Before I start, let me disclose that I don't know a lot about the details of infrastructure projects or your file format, but I think the general considerations are fairly universal.
There are a number of considerations when providing your digital model to a contractor, and in my work I have decided to offer them my model in some situations, but not in others. Here are the main factors:
Linear Time. By providing a model, you can probably save the project significant linear time by reducing the amount of work the contractor needs to in order to prepare their shop drawings, allowing the work to start and finish sooner. This is probably the most compelling reason to provide the model. It's worth noting that in some industries where file formats and workflows aren't well standardized, sometimes this efficiency can't actually be realized as things have to be re-drawn or re-modeled anyway for the target platform.

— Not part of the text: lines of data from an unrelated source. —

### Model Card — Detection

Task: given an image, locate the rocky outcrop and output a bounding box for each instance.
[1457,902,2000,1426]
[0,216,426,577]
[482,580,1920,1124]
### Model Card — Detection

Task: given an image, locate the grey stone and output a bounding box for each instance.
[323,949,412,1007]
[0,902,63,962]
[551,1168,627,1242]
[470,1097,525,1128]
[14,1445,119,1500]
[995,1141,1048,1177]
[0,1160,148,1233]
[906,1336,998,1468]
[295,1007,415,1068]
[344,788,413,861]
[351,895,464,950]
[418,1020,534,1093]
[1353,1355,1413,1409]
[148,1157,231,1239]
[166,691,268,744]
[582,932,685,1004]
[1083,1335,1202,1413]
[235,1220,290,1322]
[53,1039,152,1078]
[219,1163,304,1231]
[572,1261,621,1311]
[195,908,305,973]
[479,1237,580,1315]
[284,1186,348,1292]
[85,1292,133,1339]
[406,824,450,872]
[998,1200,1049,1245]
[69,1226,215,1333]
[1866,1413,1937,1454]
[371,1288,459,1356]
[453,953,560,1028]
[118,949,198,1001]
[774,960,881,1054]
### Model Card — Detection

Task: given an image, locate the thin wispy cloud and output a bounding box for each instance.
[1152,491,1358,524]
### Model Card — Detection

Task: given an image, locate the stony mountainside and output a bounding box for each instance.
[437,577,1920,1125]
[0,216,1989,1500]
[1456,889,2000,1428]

Risk. If there is a discrepancy between the model and your drawing, there should be language that instructs the contractor to follow the drawing. However, you have no control over how the contractor uses your model, and they may uncover an error in the model that you never noticed or didn't care about because it is never shown in the drawings. Depending on the contract language, these errors could expose you and your employer to additional liability.
Proprietary information. By giving the contractor your design as a complete model, rather than just output drawings, you make it much easier for them to copy designs you may have developed over multiple projects and re-appropriate them on other jobs. While a well-written contract will make that clearly illegal, it's very hard to translate that into recovering financial losses. In addition, any custom objects (blocks, toolsets, plug-ins, etc.) you have created for the software may be transmitted. Again, this kind of intellectual property is hard to control once it is out in the world.

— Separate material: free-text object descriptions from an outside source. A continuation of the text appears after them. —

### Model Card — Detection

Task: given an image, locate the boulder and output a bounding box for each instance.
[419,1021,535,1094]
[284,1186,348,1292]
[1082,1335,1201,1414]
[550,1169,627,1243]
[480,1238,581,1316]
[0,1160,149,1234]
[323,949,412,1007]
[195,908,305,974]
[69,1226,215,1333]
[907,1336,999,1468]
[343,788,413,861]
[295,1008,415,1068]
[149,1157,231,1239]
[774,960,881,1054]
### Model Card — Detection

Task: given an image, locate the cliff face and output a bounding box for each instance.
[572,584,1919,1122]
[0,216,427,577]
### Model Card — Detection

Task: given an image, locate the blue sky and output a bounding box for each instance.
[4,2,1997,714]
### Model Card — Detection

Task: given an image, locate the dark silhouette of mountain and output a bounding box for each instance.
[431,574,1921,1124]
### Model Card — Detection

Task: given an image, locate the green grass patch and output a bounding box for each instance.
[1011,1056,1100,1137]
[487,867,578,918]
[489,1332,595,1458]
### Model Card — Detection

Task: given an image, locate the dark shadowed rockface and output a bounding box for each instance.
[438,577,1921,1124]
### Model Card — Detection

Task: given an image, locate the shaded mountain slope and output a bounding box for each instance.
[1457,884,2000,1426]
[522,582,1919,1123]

Costs. Unless someone made a major mistake, the contractor should have bid the job assuming they had to work off of your drawings (the contract documents) and do or redo any ancillary work required to develop their shop drawings and fabricate/build the job. Likewise, your contract was just to produce the drawings, and the model is simply a tool you used. You may have created a model that is good enough for your drawings, but making it good enough to build off of would cost you money. For the added quality expectation, and the added risk, it would not be unreasonable to charge a fee for providing the model. Even if your model is perfect, the contractor may have questions about some part of it, or ask you to convert it to another format, or otherwise have modest requests that mean you need to devote time to the project that you didn't bid on.
By way of example for the discrepancy issues, when making a drawing for a machined part, I might not draw every feature to scale in my model out of laziness. While this is a bad practice, if I override the dimension and the output drawing clearly conveys the correct information, I have met my contract requirement in the design/engineering role. However, if I then provide the model, and the machine shop doesn't check the written dimension, the piece would be fabricated wrong. Each party will feel confident that this is the other party's fault. If I had never provided two redundant sources of information, blame would have been much easier to assign. This is the same reason that traditionally, we don't dimension segments as well as the whole that they add up to. We try to avoid opportunities for information we provide to be internally inconsistent.

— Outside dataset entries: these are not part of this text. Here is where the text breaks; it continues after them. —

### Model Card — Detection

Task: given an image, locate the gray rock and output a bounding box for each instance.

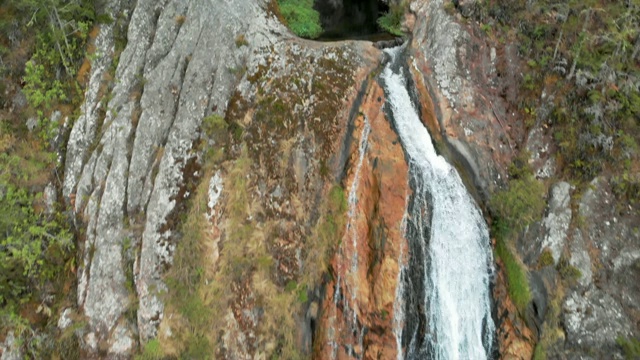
[527,271,548,337]
[26,117,38,132]
[563,288,632,348]
[568,229,593,288]
[526,123,556,179]
[457,0,478,18]
[411,0,464,105]
[0,332,21,360]
[517,182,571,268]
[11,89,27,111]
[541,182,572,264]
[57,308,74,330]
[63,0,284,352]
[43,182,57,215]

It's obviously not directly applicable to your project, but here in the US, the AISC Code of Standard Practice (AISC 303-10) answers contract questions like these for steel projects when they aren't clearly addressed by a specific contract. See section 4.3 for the details, but the general points are:
- The contractor can only use the model with permission of the engineer, and only for the one job (not to extrapolate to future jobs)
- The contractor has to acknowledge that the model is not a contract document (with an exception for projects where the original engineering deliverable was a digital model in lieu of drawings) and is superseded by information on the drawings.
- The contractor is still responsible for verifying all information
- The contractor has to remove information not relevant to their scope of work.
- (In the commentary:) The engineer may choose to charge the contractor a fee for use of the model, without selling the intellectual property rights to the contractor.
In the end, the decision is very job specific. On a fast job with a team that has good existing relationships, it may be worth it to provide the model for free as a good will gesture. On very large projects with lots of locked up risk, it might be wise to only provide what you are contracted to. There may exist a middle ground where providing your model is an option, but only for a price.